Eu sou apaixonada por poema. Por muito tempo eu escrevia só poesia, porque é um jeito que eu encontrei de perceber o mundo ao meu redor e de me perceber, como se fosse um diário, só que eu nunca gostei de colocar meus pensamentos ali, totalmente explícitos pra alguém abrir e ler, então eu colocava de forma muito subjetiva. Eu comecei a escrever bastante poemas, com essa coisa subjetiva para descrever o que eu estava sentindo.
Essa raiva, esse amor, essas coisas que às vezes a gente quer que sejam bem privados, eu descobri que através dos poemas eu poderia colocar isso e ninguém ia saber do que eu estava falando mas ao mesmo tempo todo mundo ia saber porque o sentimento ia estar lá pra quem quisesse se identificar. Foi uma das formas de escrita que eu mais gostei, é uma coisa que eu faço rotineiramente, e você vai pegando prática também e entendendo melhor as mecânicas e diversas coisas. Então é um gênero que eu gosto muito. Contos eu gosto muito, mas eu não tenho muita prática, precisava investir mais.

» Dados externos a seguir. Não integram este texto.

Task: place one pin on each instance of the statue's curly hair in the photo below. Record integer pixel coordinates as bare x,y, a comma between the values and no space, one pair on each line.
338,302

Qual a mensagem que você deixa para as pessoas que desejam viver da escrita e encarar o universo literário?
Eu acho que primeiro você tem que gostar do que você faz, tem que gostar da sua história. Uma coisa que quando eu estava escrevendo “Os Sonhos de Gemini” eu percebi, é que me dava forças pra escrever porque eu estava amando escrever, tipo as interações, os romances, o universo. Então como era algo que eu gostaria de estar lendo, eu continuei escrevendo. Então escreva aquilo que você gosta de ler, primeiramente, pra você ter aquela força, porque terminar um livro não é fácil. Tem vários momentos que você fala “eu vou jogar tudo pro alto”. E você tem que ter esse incentivo de gostar daquilo que está fazendo e ter muita perseverança, ter muita paciência, entender que as coisas estão mudando, que elas vão mudar mais ainda no futuro e buscar o conhecimento, buscar a informação dos modos gratuitos que existem.

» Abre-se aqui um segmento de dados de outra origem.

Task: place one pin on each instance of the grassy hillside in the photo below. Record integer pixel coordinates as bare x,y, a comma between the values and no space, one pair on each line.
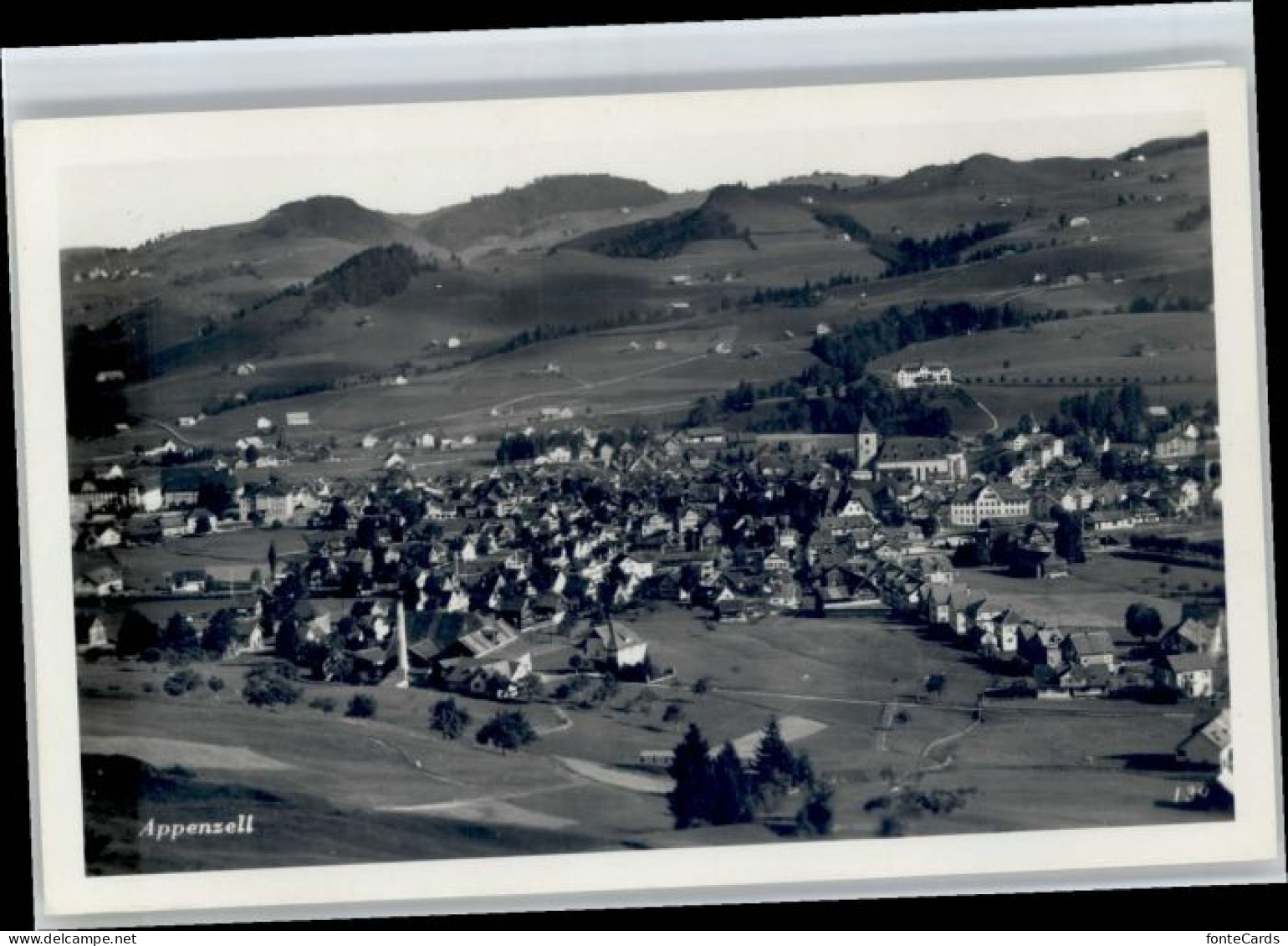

E se inserir na comunidade literária, eu acho que é uma dica muito legal, porque eu encontrei pessoas muito bacanas, fiz amizades muito legais. Recentemente a gente fez um encontro das escritoras desse grupo que eu tenho, de todo o Brasil. A gente se encontrou em São Paulo e foi super bacana. Então é um apoio que a gente tem quando tem outras pessoas da nossa área ali do nosso lado, escrevendo com a gente, passando pelas mesmas coisas. A comunidade literária do instagram é muito bacana, do Youtube também. Eu acho que vale a pena você tentar se inserir nesse mundo, porque ele é muito receptivo, muito aberto e é isso que eu vejo. Então acho que esses seriam os maiores pontos para um escritor que quer começar nessa área.
E se as pessoas quiserem conhecer o seu trabalho elas podem te encontrar por quais meios?
Meu maior campo de atuação na internet é o Instagram: Giulia Literária. Eu posto lá diariamente, é uma coisa frequente. Quem quiser acompanhar o trabalho, pode ir diretamente por lá. Eu também tenho uma conta no TikTok, que é Giulia Literária e no Youtube que é Giulia Literária. Então assim, é fácil me achar porque eu uso o mesmo nome em tudo, onde você me procurar eu vou estar com esse nome.